Such staggering cuts to the world’s most generous bilateral donor would not only compound the rising humanitarian crises, Shah said, but the shifts will likely reverse U.S. leadership on humanitarian food assistance, voluntary family planning, women’s and maternal and child health, “and on and on,” he said.
“It’ll basically create a negative influence as those things play out, if they play out as proposed,” he said. “The degree to which American humanitarian leadership is in question right now could not be overestimated.”
A different environment
While Shah celebrated Green’s capabilities and commitment “to the mission of development and humanitarian leadership,” he admitted the tone of the administration will be less cordial to even the most qualified development interests.
“I do hope he stays strong,” Shah said, “because unlike the working environment [Thier] and I had, I don’t think he’s entering a [National Security Council] principals’ table with everybody saying, ‘How can we help you?’”
Another strategy Shah suggested was to take advantage of his recent arrival and “go back in there and ask for a new budget.”
“He just got appointed, he should go in and say ‘you don’t want to be the president who on your watch let hundreds of thousands of children starve, and led to dismantling health programs that have extraordinary bipartisan support,’” Shah said.
Speaking to Devex after the talk, he described Green as a “seasoned political leader” whose experience working across the aisle will come in handy, particularly as he will be under pressure to revive smoldering aid interests in Congress; perhaps the last best hope for USAID.
“Mark Green should go in and say ‘you don’t want to be the president who on your watch let hundreds of thousands of children starve, and led to dismantling health programs that have extraordinary bipartisan support.’”— Rajiv Shah, president at the Rockefeller Foundation
With a current approval rating of 9 percent, “Congress has not been known for civility or friendship and certainly not bipartisan action over the last decade,” Shah said. Yet it was during the past two decades that an embattled Congress managed to mark several aid milestones, including Electrify Africa and the President’s Emergency Plan for AIDS Relief.
He advised Green go in and saying: “Let’s rethink what we’ve been doing, given that there is this immediate crisis, given that we know the cuts in these programs will lead to real and immediate loss of life, and given that the last thing you want to be doing is sending troops or dealing with sending troops into places you’d rather not have to deal with in a military context.
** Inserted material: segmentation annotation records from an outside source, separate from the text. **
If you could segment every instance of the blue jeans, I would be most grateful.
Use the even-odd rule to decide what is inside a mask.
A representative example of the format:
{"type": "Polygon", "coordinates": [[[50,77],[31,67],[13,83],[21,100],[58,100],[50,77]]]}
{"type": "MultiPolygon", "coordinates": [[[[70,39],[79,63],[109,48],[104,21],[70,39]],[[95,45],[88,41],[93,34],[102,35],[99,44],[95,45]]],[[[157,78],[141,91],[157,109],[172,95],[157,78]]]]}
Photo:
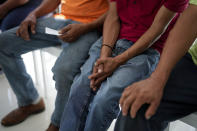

Let’s use our aid more aggressively in this context and just rethink the policy we’ve put forth.”
A changing sphere of influence
While it may be difficult for the new U.S. president to hear, the U.S. is falling behind when it comes to multilateral investment, Shah said. In order to catch up, he suggested that Green use USAID’s new “defensive position” to pursue reform, and to begin collaborating with China.
Read our series on China's expanding role in aid and development across the globe. From tensions in Ghana to projects in Pakistan, from climate financing to donor partnerships, from individual philanthropy to state-financed investment, we trace the past, present and future of Chinese aid.
“I’d point out that the most aggressive country that is using its soft power to expand its spheres of influence around the world is China, and the Chinese institutions, like the Chinese Development Bank and the Asian Infrastructure Investment Bank, are now larger in their global outlays in developing countries than the World Bank; and if you’re making a bet 20 years out, unless we partner with them, the Bretton Woods Institutions will be less important.”
More broadly, Shah suggested Green “make it about trade and investment, more about results in fragile states and national security hotspots,” as opposed to focusing on investments in middle-income countries. He said he believes that in the future, pursuing investments in fragile contexts such as Yemen and Northern Nigeria will yield “greater results for eliminating poverty than countries like Ghana.”
He also advised working with philanthropic institutions such as the Bill & Melinda Gates Foundation and the Rockefeller Foundation and the partners in the Giving Pledge community that “want to use their private capital to make the world a better place,” in order to “demonstrate these problems are solvable.”
At the end of the day, he said, Green will need to lean on the soft power argument.
“It’s reasonable to believe that leaders like Mark Green will be able to make the case that this 1 percent of the federal budget produces national security and economic benefits that far outweigh the cost, in a manner that’s compelling for this president to change [his] policy positions,” he told Devex.
Finally, he called on a higher power. “You never know, Mark could be very successful — and I think we have to hope and pray for that.”